There's a lot of crazy ignorant hating on CDSs out there, especially from certain political journalists who displayed no interest in learning about the financial community until they found that pronouncing the words "credit default swaps" in a sneering tone made them seem extraordinarily wonky and profound, particularly to themselves.  

Credit default swaps have been indicted in so many of our national ailments that I have begun to wonder if those people do not curse credit default swaps when they stub their toes or find that the milk jug is empty again.  Credit default swaps certainly caused AIG to fold, and they've undoubtedly made all manner of things worse, but giving them single-handed credit for the financial crisis is like blaming Italy for World War II.

But there are legitimate reasons to worry about the growth of the CDS markets, regulatory arbitrage first among them.  And now here's another possible reason:  they may be making it harder for firms to restructure short of bankruptcy:

This week, mall operator General Growth Partners (GGP) and newsprint maker AbitibiBowater both filed for bankruptcy, after failing to persuade bondholders to restructure voluntarily.
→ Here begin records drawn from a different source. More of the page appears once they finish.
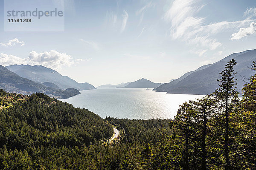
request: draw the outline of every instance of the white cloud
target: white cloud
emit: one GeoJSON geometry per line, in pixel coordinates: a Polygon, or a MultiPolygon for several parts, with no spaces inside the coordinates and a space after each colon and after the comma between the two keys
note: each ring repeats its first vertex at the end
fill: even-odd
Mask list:
{"type": "Polygon", "coordinates": [[[245,12],[244,13],[244,17],[249,18],[256,17],[256,8],[247,8],[245,12]]]}
{"type": "Polygon", "coordinates": [[[92,58],[89,58],[87,59],[76,59],[75,61],[89,61],[91,60],[92,60],[92,58]]]}
{"type": "Polygon", "coordinates": [[[143,60],[150,59],[151,57],[149,56],[141,56],[140,55],[131,54],[129,53],[125,54],[124,55],[125,57],[132,58],[134,60],[141,59],[143,60]]]}
{"type": "Polygon", "coordinates": [[[189,52],[198,54],[199,57],[202,57],[207,51],[208,50],[191,50],[189,52]]]}
{"type": "Polygon", "coordinates": [[[200,62],[200,65],[204,65],[211,64],[211,63],[212,61],[211,60],[205,60],[200,62]]]}
{"type": "Polygon", "coordinates": [[[65,67],[70,67],[75,63],[75,61],[80,61],[79,60],[83,59],[74,60],[70,55],[55,50],[40,53],[32,51],[25,58],[0,53],[0,65],[3,66],[14,64],[41,65],[57,71],[61,70],[65,67]]]}
{"type": "Polygon", "coordinates": [[[144,32],[144,29],[145,29],[145,27],[143,27],[142,28],[142,30],[141,30],[141,32],[140,32],[140,35],[139,35],[138,36],[138,37],[137,37],[137,38],[139,38],[140,37],[141,34],[142,34],[142,33],[143,33],[143,32],[144,32]]]}
{"type": "Polygon", "coordinates": [[[24,41],[20,41],[16,38],[9,40],[6,43],[0,42],[0,45],[4,47],[13,46],[18,44],[20,44],[20,46],[25,45],[25,42],[24,41]]]}
{"type": "Polygon", "coordinates": [[[122,27],[121,28],[121,32],[122,32],[125,30],[125,29],[127,20],[128,20],[128,18],[129,17],[129,15],[126,11],[124,10],[124,12],[125,12],[125,14],[122,15],[122,16],[123,17],[123,20],[122,24],[122,27]]]}
{"type": "Polygon", "coordinates": [[[250,27],[241,28],[239,31],[231,35],[231,40],[239,40],[243,37],[256,33],[256,23],[253,22],[250,27]]]}
{"type": "MultiPolygon", "coordinates": [[[[171,4],[163,19],[166,23],[171,24],[169,34],[173,39],[180,40],[198,48],[215,50],[223,44],[214,38],[214,34],[232,31],[236,28],[256,21],[252,18],[256,16],[256,8],[251,8],[244,12],[244,16],[247,17],[244,20],[205,24],[206,18],[196,16],[204,6],[199,4],[200,1],[201,0],[175,0],[171,4]]],[[[251,33],[252,28],[250,29],[251,33]]],[[[202,55],[201,53],[198,53],[202,55]]]]}
{"type": "Polygon", "coordinates": [[[106,20],[108,23],[111,23],[113,26],[115,26],[117,20],[117,15],[113,11],[107,11],[106,20]]]}
{"type": "Polygon", "coordinates": [[[92,47],[94,50],[96,51],[99,51],[101,49],[99,44],[93,41],[87,41],[83,39],[80,39],[80,41],[85,43],[86,44],[87,44],[87,45],[89,45],[90,46],[92,47]]]}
Now lawyers involved in these bankruptcy proceedings tell the Financial Times that the credit default swaps are the problem -- mainly, bondholders who have purchased CDS on this debt have little incentive to negotiate or play ball, since the CDS, if the counterparty honors the agreement, makes them whole.

. . .

If it is AIG [on the other end of the swap contracts], it means our bailout is pushing companies into bankruptcy that might otherwise be able to restructure.

Note that this has been alleged before, though previously with GM's ongoing failure to get its bondholders to exchange debt for equity. Now those involved in actual bankruptcies are citing it as a problem.

This is very troubling.  We know from mutliple economic studies that systems that are too creditor-friendly have lower rates of entrepreneurship and innovation.  We all have a vested interest in forcing creditors to the table short of liquidation (though to be fair, in this particular case, my sense is that the bankruptcy is expected to result in a reorganization, not a liquidation). Perhaps swap contracts should allow the issuers to get involved in these negotiations, the way insurance companies sit at the table during lawsuits.